Precise Recovery of Latent Vectors from Generative Adversarial Networks (1702.04782v2)

Abstract: Generative adversarial networks (GANs) transform latent vectors into visually plausible images. It is generally thought that the original GAN formulation gives no out-of-the-box method to reverse the mapping, projecting images back into latent space. We introduce a simple, gradient-based technique called stochastic clipping. In experiments, for images generated by the GAN, we precisely recover their latent vector pre-images 100% of the time. Additional experiments demonstrate that this method is robust to noise. Finally, we show that even for unseen images, our method appears to recover unique encodings.
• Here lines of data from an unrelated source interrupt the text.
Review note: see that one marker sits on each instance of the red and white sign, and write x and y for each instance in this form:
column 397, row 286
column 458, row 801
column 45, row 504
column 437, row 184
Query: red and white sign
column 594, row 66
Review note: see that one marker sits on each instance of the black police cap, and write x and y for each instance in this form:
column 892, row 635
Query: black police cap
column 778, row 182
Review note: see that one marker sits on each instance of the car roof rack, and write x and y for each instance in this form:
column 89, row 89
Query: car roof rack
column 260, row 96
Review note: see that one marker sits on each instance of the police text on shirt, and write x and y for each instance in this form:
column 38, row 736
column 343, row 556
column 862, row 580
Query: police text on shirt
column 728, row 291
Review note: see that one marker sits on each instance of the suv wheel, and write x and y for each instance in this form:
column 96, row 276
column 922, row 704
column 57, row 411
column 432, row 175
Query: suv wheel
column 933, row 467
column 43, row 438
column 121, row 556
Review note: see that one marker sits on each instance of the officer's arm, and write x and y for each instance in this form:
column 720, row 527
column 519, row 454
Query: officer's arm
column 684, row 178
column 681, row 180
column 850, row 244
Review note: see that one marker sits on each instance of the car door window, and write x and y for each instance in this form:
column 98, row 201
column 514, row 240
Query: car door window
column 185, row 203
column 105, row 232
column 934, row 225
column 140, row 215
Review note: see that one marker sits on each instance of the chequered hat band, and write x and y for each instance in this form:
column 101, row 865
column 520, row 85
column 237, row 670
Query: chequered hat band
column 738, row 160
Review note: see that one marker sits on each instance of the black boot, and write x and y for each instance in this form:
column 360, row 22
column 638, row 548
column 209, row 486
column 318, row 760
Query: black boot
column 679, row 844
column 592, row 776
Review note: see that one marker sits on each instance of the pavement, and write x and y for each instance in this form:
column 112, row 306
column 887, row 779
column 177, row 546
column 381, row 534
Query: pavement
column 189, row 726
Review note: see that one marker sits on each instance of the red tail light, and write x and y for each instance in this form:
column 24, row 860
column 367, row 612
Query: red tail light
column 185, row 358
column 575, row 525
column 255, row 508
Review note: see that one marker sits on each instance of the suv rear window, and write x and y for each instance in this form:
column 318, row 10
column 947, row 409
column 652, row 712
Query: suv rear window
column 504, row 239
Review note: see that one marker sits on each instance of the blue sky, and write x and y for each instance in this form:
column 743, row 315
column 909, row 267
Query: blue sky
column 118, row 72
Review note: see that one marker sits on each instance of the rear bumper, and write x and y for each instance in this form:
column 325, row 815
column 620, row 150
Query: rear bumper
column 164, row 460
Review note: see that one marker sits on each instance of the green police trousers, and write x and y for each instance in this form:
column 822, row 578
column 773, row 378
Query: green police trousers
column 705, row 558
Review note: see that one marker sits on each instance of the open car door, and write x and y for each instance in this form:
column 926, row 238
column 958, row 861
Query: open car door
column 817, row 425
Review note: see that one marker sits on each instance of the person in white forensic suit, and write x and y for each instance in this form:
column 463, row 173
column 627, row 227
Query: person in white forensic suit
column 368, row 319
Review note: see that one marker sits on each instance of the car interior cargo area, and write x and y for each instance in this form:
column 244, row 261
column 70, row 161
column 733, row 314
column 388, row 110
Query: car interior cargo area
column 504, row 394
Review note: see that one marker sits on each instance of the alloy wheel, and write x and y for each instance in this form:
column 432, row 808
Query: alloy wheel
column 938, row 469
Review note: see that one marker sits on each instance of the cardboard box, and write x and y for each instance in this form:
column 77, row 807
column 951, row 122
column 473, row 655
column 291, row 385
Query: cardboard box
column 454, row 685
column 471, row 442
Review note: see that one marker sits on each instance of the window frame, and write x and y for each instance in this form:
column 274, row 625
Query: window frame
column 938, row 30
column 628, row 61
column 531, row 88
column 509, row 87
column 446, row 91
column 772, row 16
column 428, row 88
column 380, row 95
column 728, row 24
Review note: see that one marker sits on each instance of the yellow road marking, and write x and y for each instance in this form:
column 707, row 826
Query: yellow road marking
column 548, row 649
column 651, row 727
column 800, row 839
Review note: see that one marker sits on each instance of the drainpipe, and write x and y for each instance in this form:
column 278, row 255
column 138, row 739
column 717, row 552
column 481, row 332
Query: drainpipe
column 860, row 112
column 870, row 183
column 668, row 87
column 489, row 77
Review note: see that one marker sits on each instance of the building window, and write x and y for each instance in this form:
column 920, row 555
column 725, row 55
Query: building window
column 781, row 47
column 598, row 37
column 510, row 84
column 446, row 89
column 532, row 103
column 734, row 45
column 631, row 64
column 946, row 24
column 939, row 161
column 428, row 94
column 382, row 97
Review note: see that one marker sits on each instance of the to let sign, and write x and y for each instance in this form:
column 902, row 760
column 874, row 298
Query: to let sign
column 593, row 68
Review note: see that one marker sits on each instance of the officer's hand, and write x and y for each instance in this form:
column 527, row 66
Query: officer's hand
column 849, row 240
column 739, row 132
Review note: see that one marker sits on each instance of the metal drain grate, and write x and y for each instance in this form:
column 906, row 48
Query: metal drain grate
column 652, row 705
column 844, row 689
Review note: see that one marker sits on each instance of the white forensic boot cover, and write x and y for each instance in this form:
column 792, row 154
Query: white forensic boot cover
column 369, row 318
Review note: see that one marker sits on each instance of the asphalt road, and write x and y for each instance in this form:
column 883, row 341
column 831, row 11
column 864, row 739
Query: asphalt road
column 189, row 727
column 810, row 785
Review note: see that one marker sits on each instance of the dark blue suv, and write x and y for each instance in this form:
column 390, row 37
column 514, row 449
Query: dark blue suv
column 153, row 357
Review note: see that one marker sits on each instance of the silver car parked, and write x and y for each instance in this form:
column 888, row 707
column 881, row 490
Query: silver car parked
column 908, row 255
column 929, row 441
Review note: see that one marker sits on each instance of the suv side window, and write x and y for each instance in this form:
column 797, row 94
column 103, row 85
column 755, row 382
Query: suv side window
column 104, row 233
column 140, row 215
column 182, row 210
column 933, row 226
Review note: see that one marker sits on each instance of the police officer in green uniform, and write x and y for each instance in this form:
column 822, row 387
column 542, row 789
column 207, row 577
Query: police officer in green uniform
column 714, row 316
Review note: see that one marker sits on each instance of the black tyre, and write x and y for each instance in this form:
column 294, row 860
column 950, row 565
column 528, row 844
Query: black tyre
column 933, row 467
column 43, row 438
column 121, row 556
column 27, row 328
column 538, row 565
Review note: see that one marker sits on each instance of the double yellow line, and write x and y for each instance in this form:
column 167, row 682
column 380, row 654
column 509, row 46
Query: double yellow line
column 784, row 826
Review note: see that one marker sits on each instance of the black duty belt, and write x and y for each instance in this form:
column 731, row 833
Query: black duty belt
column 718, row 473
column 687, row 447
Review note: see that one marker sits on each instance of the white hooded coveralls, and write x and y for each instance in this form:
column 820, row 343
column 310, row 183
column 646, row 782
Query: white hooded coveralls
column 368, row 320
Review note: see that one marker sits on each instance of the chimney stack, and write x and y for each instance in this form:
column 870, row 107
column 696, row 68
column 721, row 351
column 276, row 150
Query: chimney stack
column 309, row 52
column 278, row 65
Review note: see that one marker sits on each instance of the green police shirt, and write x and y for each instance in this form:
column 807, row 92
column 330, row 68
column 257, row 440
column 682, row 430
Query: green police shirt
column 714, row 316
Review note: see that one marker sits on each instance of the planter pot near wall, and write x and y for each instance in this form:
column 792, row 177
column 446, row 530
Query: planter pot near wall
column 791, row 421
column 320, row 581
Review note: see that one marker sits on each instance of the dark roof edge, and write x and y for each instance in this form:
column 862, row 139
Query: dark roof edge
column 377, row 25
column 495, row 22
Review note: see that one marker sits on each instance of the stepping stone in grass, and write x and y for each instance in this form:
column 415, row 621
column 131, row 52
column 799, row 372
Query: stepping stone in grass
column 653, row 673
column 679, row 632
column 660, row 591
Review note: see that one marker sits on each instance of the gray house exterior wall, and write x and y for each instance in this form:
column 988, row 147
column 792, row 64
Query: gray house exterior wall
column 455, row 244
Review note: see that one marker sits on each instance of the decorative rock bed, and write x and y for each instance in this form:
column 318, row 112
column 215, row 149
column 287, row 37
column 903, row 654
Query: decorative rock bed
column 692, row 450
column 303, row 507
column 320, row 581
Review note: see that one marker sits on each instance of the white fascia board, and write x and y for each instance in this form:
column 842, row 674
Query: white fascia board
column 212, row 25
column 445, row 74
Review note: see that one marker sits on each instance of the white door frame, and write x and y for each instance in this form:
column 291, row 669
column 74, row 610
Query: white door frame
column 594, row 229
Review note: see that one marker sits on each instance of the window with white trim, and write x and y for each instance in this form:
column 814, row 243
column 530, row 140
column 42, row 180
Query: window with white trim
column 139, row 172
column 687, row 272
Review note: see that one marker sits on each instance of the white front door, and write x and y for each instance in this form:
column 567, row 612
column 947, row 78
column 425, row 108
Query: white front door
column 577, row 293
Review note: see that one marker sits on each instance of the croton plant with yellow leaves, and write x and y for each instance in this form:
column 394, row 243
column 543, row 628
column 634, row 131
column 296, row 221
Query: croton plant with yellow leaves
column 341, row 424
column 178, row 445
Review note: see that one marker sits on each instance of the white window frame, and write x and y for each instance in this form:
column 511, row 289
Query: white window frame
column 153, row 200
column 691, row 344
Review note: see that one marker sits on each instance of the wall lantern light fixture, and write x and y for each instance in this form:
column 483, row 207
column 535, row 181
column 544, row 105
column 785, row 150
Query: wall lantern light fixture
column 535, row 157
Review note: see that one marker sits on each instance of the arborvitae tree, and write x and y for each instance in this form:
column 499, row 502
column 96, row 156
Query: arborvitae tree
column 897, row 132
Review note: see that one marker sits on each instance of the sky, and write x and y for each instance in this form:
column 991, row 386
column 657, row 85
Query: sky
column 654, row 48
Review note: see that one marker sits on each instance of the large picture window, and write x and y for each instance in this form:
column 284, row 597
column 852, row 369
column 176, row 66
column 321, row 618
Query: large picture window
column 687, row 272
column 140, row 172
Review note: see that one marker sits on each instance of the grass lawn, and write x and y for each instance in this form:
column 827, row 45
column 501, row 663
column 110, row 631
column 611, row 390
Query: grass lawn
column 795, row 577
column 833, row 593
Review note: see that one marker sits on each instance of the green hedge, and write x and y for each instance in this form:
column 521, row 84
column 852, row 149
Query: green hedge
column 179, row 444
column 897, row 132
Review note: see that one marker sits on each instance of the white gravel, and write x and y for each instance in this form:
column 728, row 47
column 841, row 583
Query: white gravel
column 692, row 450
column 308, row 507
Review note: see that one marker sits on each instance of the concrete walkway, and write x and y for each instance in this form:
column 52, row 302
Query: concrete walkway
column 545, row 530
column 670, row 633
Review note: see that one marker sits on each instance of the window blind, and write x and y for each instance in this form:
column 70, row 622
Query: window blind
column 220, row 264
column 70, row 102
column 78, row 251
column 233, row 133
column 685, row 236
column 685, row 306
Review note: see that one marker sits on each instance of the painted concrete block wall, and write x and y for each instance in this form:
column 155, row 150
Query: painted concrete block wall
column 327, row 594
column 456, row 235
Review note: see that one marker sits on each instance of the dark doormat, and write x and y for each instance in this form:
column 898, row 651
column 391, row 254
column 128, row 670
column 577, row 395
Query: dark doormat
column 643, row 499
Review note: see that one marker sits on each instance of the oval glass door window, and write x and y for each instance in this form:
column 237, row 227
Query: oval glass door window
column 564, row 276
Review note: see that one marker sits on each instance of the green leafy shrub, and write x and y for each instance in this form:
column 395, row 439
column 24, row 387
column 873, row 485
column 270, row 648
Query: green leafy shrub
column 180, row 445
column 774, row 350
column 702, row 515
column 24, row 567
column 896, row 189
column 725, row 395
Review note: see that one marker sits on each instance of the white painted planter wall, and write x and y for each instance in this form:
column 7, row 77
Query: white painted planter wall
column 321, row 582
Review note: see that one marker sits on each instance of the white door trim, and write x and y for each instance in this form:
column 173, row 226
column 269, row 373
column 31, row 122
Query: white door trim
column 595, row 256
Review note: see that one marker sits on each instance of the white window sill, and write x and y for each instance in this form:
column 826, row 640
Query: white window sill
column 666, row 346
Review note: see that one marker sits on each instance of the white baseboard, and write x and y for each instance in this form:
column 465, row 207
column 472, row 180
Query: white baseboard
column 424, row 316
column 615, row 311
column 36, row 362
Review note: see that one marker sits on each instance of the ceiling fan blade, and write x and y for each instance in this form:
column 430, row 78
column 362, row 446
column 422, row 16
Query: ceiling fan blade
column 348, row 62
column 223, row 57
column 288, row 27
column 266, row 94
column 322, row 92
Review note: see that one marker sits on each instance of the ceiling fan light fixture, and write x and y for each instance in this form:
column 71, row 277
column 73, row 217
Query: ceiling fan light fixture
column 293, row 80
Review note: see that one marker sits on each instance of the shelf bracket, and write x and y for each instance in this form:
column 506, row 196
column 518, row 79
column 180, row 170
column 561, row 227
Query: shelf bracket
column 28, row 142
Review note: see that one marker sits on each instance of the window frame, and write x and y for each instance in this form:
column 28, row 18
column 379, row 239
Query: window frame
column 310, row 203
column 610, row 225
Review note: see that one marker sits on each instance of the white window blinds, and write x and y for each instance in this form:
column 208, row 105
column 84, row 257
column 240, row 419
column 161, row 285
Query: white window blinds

Precise Recovery of Latent Vectors from Generative Adversarial Networks

The paper "Precise Recovery of Latent Vectors from Generative Adversarial Networks" by Zachary C. Lipton and Subarna Tripathi addresses the challenge of inverting the mappings of generative adversarial networks (GANs). While GANs are well-established for generating images from latent vectors, the reverse process—projecting image space back into latent space—has remained an open question. This research introduces a method termed "stochastic clipping," demonstrating its efficacy in recovering latent vectors with high precision.

Methodology

The researchers propose a gradient-based approach for reconstructing latent vectors, employing the optimisation of neural network loss surfaces. The core innovation is the concept of stochastic clipping, a modification of standard clipping that enhances the accuracy and robustness of reconstructions. The method is empirically validated by reconstructing latent inputs to arbitrary precision using a Deep Convolutional GAN (DCGAN).

Key Findings

1. Precise Inversion: The stochastic clipping technique achieves a 100% success rate in recovering the true latent vector with arbitrary precision across 1000 experiments. This method proves effective in bypassing local minima—a significant challenge in non-convex optimisation problems.
2. Robustness to Noise: Experiments adding Gaussian noise to images show that stochastic clipping maintains low reconstruction error in latent space. This robustness indicates the technique's utility in scenarios involving noisy data.
3. Consistency in Unseen Images: For images not seen during training, the approach consistently recovers unique vector representations. This finding suggests the potential for the method to provide stable encodings for novel inputs.

Implications and Future Directions

The results offer significant implications for the fields of image reconstruction and understanding the internal representations of GANs. The technique could improve applications involving noisy inputs or requiring precise inverse mappings, such as image editing and latent space interpolations.

Future work may explore the application of stochastic clipping to other architectures, such as discriminative CNNs, potentially enhancing reconstruction fidelity in these models as well. The generalizability of stochastic clipping to broader domains within neural network inversions also warrants further investigation.

Conclusion

This research provides a compelling solution to the problem of inverting GANs, contributing both methodological advancements and empirical evidence of efficacy. The introduction of stochastic clipping offers a promising avenue for precision reconstruction of latent vectors, with broad implications for machine learning applications where reverse mapping accuracy is critical.